Each course has a wine match obviously, with 100ml pours so you end up with almost a bottle of wine each. We also wander around with cheeky top ups with left overs from each course. It’s a great night out! We work really closely with the winemakers to understand the style of wine and where it comes from to create perfect matches with our dishes. A great example would be Yearlands last year. They were actually the most coastal winemakers; they get oyster and mussel shells to crush and use as organic fertilizer for the vines, and the mineralities come through in the wine.


What other wine brands do you work with in the series?

We started off with New Zealand brands and now have interest from Australia. We have Yalumba coming from the Barossa Valley this year and Beresford, which is in McLaren Vale. It’s nice to step out of our normal portfolio and diversify; we have a Marlborough, Central Otago, McLaren Vale, Barossa Valley and Nelson.


 Tell me about the evening itself, is it good for couples, or groups?

Everyone. We ask people when they book what experience they’re looking for – they can choose a shared table or to be on their own. We’ve had really good feedback from shared tables over the years; attendees really enjoyed meeting new people. We did also put out tables of 10 for family and friend groups. We get a really eclectic mix. It’s a great opportunity to bring corporate clients as well.


What’s your philosophy when it comes to creating a menu?

We learn about the wine and its story and build the dish around it. Many other chefs do it the other way; more showcasing the chef and dish then consulting the winemaker. I think that’s our biggest point of difference. When the wineries give us feedback, they find it really refreshing that we want to taste the wines before you create the dishes. Through this, the flavor matching is unparalleled.

It’s our third year this year, so it will be bigger and better.


Should we expect any other surprises?

We have Mercedes Benz North Shore as a key sponsor this year. We will actually be giving away a Mercedes Benz experience for each series throughout the five months, which is exciting!


What about Auckland’s food scene in general? Why do you think it has been punching above its weight recently?

I think because we’ve gone back to simplifying. There’s less of a market for fine dining now. Our food is presented beautifully and the quality of the ingredients leans towards fine dining, but the service is more relaxed.
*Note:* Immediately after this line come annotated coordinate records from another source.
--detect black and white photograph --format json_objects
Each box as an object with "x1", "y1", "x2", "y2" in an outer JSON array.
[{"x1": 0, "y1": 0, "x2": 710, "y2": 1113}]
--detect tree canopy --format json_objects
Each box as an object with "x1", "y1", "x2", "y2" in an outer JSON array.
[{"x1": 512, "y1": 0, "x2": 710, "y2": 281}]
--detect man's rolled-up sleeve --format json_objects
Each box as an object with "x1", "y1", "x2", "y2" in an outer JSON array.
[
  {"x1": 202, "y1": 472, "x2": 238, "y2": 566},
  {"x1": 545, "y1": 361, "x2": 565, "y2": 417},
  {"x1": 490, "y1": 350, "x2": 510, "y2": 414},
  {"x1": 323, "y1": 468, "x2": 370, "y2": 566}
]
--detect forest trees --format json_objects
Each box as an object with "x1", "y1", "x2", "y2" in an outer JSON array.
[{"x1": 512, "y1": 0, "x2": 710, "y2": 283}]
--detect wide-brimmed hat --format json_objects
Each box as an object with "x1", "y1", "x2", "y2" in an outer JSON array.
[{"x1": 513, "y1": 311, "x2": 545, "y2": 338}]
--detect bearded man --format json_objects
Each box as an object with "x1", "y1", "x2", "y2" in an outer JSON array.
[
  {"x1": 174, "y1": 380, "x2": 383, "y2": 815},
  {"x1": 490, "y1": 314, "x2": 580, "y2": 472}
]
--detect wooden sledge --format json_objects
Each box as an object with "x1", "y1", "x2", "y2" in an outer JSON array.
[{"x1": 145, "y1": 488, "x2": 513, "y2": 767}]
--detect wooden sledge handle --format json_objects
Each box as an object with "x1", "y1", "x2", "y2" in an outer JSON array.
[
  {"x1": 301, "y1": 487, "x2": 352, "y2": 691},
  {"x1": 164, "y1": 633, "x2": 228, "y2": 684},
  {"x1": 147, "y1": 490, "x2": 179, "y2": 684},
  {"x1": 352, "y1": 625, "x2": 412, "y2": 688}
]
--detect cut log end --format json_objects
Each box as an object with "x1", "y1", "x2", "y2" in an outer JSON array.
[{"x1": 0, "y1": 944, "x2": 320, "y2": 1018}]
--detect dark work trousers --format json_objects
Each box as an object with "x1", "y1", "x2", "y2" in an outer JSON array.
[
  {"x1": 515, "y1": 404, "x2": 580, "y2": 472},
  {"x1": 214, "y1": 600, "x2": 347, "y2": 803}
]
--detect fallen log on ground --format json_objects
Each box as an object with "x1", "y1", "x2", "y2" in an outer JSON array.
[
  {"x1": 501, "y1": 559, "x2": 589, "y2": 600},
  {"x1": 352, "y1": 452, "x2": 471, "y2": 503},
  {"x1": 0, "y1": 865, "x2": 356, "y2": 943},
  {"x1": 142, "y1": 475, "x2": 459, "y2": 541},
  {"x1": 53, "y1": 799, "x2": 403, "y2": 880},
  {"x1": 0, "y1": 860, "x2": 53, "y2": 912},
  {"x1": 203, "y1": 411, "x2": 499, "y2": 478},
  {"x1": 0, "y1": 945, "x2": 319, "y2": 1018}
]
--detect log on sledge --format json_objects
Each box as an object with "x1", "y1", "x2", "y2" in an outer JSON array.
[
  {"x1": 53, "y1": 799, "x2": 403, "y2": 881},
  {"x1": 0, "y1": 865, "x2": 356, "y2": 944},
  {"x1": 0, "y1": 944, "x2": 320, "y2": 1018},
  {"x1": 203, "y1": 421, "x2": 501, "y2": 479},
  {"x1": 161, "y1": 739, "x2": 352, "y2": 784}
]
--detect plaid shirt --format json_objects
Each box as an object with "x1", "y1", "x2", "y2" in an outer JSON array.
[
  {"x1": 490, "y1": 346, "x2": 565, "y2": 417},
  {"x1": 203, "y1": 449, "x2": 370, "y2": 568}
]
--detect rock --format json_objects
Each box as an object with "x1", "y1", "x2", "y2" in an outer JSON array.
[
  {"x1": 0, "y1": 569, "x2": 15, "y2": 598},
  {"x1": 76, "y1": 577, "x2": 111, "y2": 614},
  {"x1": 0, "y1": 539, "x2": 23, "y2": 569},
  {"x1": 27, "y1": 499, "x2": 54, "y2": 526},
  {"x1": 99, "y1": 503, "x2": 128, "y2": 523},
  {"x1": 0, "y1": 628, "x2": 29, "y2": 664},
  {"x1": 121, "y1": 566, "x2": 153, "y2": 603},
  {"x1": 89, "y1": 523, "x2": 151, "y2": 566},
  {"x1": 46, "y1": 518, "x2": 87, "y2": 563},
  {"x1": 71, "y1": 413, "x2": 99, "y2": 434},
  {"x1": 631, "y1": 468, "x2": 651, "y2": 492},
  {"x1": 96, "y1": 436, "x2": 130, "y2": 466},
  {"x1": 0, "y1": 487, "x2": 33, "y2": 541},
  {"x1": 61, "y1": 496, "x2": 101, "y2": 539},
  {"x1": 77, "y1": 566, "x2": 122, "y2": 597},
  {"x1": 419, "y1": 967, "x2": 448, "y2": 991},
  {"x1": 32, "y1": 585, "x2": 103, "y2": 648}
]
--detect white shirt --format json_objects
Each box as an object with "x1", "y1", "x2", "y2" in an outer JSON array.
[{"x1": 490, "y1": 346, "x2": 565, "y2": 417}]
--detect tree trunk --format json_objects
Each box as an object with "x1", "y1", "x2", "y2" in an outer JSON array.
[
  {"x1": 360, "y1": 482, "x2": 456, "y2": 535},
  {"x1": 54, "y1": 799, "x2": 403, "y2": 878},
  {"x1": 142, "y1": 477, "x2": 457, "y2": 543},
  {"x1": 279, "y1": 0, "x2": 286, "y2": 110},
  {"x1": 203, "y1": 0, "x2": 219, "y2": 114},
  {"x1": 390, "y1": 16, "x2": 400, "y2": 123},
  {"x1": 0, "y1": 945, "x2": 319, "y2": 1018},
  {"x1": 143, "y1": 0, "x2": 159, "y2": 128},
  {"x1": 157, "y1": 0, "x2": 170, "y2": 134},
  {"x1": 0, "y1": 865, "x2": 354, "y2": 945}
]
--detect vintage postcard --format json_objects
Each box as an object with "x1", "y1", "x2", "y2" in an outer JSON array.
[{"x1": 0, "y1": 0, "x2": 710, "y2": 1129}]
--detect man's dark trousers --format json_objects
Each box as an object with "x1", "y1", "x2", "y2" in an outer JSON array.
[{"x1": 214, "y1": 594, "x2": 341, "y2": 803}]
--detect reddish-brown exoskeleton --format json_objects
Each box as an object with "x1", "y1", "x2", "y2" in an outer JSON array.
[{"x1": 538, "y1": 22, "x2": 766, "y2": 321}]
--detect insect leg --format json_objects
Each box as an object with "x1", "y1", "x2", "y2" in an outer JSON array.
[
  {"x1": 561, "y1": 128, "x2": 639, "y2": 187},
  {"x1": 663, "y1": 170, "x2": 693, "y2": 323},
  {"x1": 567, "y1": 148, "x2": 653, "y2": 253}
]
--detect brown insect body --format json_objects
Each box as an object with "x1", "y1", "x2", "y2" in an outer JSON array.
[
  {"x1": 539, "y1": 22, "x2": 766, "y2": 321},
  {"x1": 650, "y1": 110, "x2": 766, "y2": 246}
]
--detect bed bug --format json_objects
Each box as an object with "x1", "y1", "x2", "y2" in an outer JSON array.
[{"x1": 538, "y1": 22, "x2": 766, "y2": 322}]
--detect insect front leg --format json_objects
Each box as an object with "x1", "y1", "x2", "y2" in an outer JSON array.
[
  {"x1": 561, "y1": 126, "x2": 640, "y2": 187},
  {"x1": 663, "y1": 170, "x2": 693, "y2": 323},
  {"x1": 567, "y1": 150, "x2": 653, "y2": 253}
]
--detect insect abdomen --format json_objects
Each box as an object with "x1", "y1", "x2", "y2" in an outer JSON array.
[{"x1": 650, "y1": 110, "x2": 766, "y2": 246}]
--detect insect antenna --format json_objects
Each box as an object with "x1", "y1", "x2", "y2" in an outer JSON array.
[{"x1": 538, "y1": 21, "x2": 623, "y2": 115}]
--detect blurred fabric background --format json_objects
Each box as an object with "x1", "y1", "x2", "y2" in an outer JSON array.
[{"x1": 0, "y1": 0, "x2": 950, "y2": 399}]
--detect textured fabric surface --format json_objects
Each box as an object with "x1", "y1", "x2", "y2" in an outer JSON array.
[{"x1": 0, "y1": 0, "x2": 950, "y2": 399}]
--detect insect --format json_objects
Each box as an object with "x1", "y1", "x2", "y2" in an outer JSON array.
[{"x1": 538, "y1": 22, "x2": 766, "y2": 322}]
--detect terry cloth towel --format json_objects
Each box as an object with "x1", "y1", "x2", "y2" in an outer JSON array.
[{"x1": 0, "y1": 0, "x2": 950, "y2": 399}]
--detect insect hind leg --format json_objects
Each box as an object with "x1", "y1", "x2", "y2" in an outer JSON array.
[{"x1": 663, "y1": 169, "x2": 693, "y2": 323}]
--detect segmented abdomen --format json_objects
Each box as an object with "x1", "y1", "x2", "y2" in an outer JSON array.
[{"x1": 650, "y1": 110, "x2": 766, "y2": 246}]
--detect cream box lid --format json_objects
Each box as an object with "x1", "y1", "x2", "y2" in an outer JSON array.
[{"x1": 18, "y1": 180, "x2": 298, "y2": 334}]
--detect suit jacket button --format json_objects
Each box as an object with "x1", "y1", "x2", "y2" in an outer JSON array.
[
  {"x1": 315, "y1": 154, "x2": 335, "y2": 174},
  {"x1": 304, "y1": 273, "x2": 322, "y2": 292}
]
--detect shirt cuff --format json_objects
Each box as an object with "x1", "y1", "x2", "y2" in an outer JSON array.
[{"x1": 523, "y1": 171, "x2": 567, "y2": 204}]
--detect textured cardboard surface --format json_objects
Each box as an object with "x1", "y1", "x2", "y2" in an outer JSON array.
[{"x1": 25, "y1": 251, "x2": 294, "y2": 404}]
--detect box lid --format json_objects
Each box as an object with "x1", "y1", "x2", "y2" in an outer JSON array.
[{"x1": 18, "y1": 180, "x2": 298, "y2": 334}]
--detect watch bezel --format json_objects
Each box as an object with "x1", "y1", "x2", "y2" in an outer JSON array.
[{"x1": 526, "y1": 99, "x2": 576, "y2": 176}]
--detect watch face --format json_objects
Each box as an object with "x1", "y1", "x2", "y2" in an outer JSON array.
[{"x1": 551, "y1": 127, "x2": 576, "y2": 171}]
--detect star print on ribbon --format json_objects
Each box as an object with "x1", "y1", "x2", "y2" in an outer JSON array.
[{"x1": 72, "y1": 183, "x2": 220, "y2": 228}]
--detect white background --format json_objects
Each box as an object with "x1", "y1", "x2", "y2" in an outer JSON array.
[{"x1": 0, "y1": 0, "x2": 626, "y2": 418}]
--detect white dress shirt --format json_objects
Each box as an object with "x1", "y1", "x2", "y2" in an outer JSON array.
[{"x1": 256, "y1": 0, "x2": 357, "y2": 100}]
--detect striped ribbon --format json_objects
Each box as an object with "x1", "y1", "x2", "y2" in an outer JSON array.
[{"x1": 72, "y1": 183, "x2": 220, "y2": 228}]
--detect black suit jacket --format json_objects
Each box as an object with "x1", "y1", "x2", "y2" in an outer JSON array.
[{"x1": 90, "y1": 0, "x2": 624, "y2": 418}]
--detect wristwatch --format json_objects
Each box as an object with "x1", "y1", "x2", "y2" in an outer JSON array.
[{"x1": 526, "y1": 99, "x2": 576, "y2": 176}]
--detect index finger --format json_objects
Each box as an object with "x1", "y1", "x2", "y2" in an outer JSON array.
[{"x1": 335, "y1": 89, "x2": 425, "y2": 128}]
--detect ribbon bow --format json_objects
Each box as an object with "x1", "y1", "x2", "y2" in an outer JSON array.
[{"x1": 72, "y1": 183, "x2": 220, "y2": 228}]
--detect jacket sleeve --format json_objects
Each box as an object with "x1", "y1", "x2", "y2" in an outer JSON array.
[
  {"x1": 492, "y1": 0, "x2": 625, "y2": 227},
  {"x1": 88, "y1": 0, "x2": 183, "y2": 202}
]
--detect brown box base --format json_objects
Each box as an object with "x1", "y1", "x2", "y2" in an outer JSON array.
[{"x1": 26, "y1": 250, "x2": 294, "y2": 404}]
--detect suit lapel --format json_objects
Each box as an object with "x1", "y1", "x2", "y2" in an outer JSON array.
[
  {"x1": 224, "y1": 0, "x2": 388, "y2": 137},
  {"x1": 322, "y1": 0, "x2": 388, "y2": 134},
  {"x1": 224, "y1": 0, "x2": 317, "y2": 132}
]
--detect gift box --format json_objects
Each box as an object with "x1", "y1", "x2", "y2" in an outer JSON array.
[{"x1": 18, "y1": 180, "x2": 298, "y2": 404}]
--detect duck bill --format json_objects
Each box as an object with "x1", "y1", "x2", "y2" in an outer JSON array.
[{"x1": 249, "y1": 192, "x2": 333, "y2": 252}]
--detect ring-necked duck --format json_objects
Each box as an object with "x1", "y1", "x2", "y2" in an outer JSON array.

We’ve developed that here and I can see in the industry that they’re going back to not overcomplicating what’s on the plate. That makes it more approachable.

I also remember one of my favourite things in the food scene last year, which is still there, is the peel to pip. It’s about using the whole ingredient, such as not chopping the tops off carrots and preserving the vitamins and minerals in the skin. It’s also about figuring out how you can best showcase the produce you’re using. The vegetable itself is the biggest at the moment; everyone’s about making it the hero on the plate, as opposed to the protein. I think that’s helping the industry promote healthy eating too.


The Premiere Chef Series starts 26th July.